3.5 Multiple Ring Buffer Analysis

Between San Francisco and the Bay Area, we see a slight upward trend between distance and mean rent, meaning it is more affordable living closer to BART stops than otherwise. It must be considered that this correlation is still fairly weak, as the trend itself is mostly linear. While we cannot prove causation between BART stops and rent prices, we must also consider other variables that can be associated with lower prices.

BART_MRB_sf <- multipleRingBuffer(st_union(BART_Stops_sf), 47520, 2640)

allTracts.rings_sf <-
  st_join(st_centroid(dplyr::select(allTracts_sf, GEOID, year)),
          BART_MRB_sf) %>%
  st_drop_geometry() %>%
  left_join(dplyr::select(allTracts_sf, GEOID, MedRent, year), 
            by=c("GEOID"="GEOID", "year"="year")) %>%
  st_sf() %>%
  mutate(distance = distance / 5280) #convert to miles

allTracts.rings.summary_sf <- st_drop_geometry(allTracts.rings_sf) %>%
    group_by(distance, year) %>%
    summarize(Mean_Rent = mean(MedRent, na.rm=T))

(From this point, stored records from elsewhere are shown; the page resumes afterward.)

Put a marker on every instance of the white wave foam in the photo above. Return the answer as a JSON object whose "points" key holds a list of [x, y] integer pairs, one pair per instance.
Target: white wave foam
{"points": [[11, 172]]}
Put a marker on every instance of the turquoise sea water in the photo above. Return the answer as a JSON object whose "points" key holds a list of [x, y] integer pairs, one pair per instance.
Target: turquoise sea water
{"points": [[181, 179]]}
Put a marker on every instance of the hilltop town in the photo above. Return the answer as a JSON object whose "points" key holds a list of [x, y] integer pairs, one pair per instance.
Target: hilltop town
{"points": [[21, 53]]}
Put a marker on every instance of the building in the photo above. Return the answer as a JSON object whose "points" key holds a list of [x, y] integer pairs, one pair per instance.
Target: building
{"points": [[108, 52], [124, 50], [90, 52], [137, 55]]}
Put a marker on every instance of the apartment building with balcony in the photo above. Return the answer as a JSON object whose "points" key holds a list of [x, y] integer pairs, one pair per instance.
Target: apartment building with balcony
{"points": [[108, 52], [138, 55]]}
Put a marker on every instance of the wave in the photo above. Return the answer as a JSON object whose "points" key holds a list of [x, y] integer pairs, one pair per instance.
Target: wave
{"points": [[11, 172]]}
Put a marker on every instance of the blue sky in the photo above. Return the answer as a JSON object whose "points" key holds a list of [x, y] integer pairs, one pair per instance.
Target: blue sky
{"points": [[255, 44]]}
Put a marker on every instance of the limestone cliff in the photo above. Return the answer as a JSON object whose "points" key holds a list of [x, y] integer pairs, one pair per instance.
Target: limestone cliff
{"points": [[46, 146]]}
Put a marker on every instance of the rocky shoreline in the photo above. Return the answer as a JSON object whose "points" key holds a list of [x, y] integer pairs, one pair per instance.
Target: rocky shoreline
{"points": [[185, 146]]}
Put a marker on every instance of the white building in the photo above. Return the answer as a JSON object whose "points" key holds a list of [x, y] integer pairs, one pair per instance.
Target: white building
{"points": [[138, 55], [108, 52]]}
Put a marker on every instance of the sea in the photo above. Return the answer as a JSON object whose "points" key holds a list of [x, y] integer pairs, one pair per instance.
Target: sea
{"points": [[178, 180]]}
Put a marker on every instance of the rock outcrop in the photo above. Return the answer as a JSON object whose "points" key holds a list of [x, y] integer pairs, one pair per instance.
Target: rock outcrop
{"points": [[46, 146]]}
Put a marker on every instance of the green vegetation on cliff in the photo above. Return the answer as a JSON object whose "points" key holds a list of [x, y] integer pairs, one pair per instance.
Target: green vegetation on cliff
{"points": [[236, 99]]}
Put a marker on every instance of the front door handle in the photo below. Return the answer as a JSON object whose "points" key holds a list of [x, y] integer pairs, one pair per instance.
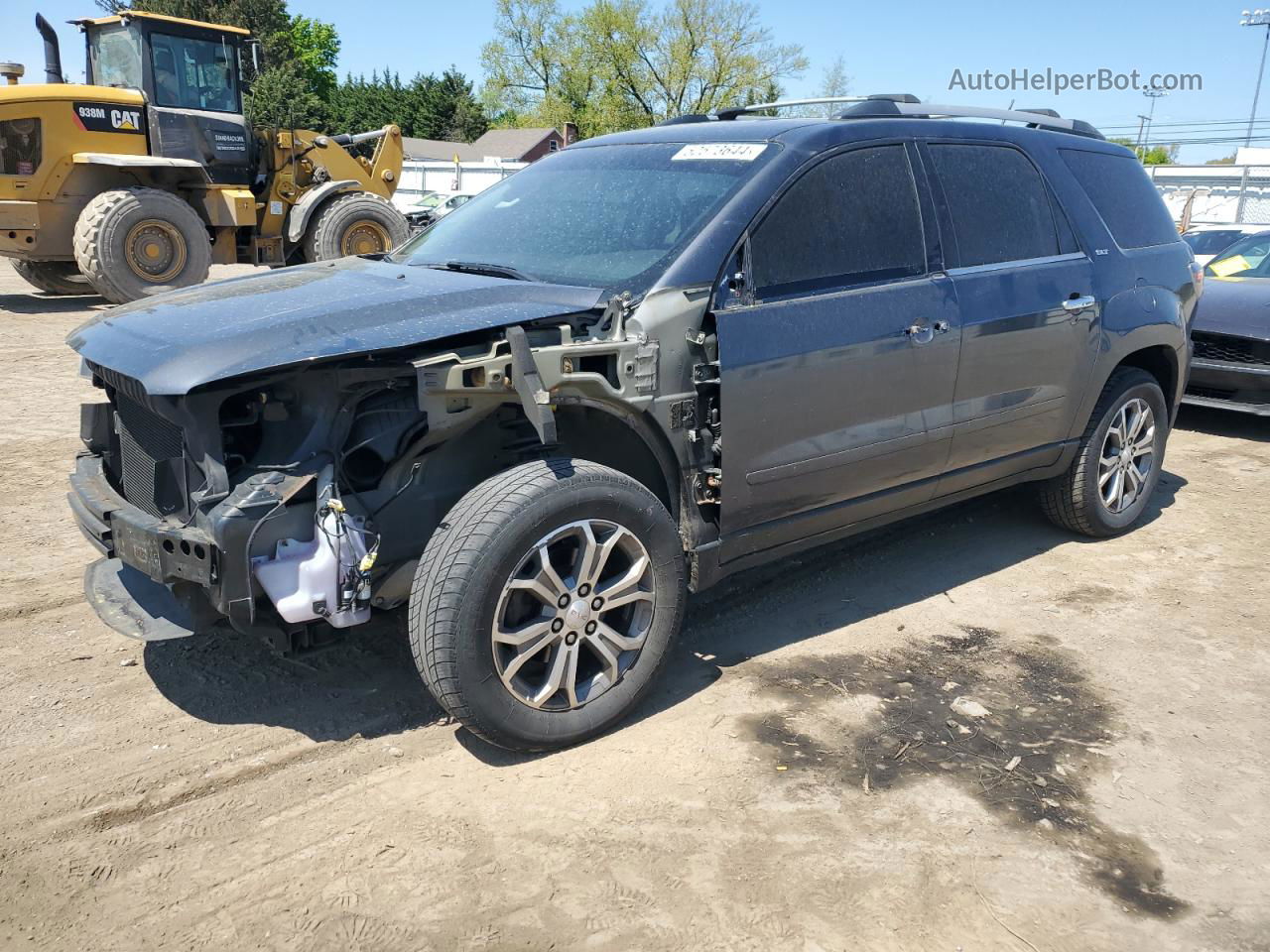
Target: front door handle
{"points": [[920, 333]]}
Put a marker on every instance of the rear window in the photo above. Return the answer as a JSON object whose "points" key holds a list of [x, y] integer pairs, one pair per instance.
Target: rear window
{"points": [[998, 203], [1128, 202], [1209, 243]]}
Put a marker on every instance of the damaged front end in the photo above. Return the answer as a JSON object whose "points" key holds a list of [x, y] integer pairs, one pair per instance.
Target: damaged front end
{"points": [[289, 500]]}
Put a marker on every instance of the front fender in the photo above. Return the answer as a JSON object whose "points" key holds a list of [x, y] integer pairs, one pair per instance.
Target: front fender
{"points": [[300, 213]]}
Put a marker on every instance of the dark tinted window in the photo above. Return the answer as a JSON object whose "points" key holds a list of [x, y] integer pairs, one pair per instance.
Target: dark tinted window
{"points": [[1000, 206], [598, 216], [1128, 202], [851, 218]]}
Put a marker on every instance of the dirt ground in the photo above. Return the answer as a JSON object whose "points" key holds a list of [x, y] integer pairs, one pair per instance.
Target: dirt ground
{"points": [[813, 774]]}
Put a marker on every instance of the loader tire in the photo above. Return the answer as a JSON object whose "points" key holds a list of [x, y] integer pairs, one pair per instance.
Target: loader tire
{"points": [[132, 243], [54, 278], [354, 223]]}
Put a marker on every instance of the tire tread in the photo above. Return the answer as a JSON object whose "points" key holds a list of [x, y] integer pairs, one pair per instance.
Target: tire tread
{"points": [[453, 553]]}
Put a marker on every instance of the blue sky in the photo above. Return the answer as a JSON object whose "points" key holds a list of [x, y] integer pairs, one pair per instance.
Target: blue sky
{"points": [[888, 49]]}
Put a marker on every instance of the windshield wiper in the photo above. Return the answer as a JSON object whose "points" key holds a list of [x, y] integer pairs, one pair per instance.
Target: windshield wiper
{"points": [[494, 271]]}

sf_lines <- ggplot(allTracts.rings.summary_sf,
       aes(distance, Mean_Rent, colour=year)) +
      geom_point(size=3) + 
  geom_line(size=2)+
  scale_x_continuous(limits = c(0, 10))+
  scale_y_continuous(limits = c(0, 2100))+
  xlab("Distance (mi)")+
  ylab("Mean Rent ($)")+
  gg_figure_caption(
      caption = "Mean Rent as a function of distance to BART stop (San Francisco)",
  )

BART_MRB_bay <- multipleRingBuffer(st_union(BART_Stops_bay), 47520, 2640)

allTracts.rings_bay <-
  st_join(st_centroid(dplyr::select(allTracts_bay, GEOID, year)),
          BART_MRB_bay) %>%
  st_drop_geometry() %>%
  left_join(dplyr::select(allTracts_bay, GEOID, MedRent, year), 
            by=c("GEOID"="GEOID", "year"="year")) %>%
  st_sf() %>%
  mutate(distance = distance / 5280) #convert to miles

allTracts.rings.summary_bay <- st_drop_geometry(allTracts.rings_bay) %>%
    group_by(distance, year) %>%
    summarize(Mean_Rent = mean(MedRent, na.rm=T))

bay_lines <- ggplot(allTracts.rings.summary_bay,
       aes(distance, Mean_Rent, colour=year)) +
      geom_point(size=3) + 
  geom_line(size=2)+
  scale_x_continuous(limits = c(0, 10))+
  scale_y_continuous(limits = c(0, 2100))+
  xlab("Distance (mi)")+
  ylab("Mean Rent ($)")+
  gg_figure_caption(
      caption = "Mean Rent as a function of distance to BART stop (Bay Area)",
  )



grid.arrange(sf_lines, bay_lines)

4 Conclusion

In San Francisco and the broader Bay Area, the availability of public transportation seems to coincide with regions characterized by greater population density and more affordable housing options. Given the significant housing challenges faced in this area, emphasizing density and affordability becomes a top priority. This study does not propose that TOD is a particularly lucrative approach for developers; instead, it recommends that the city should encourage TOD by offering tax incentives and direct financial support to developers who choose to pursue it.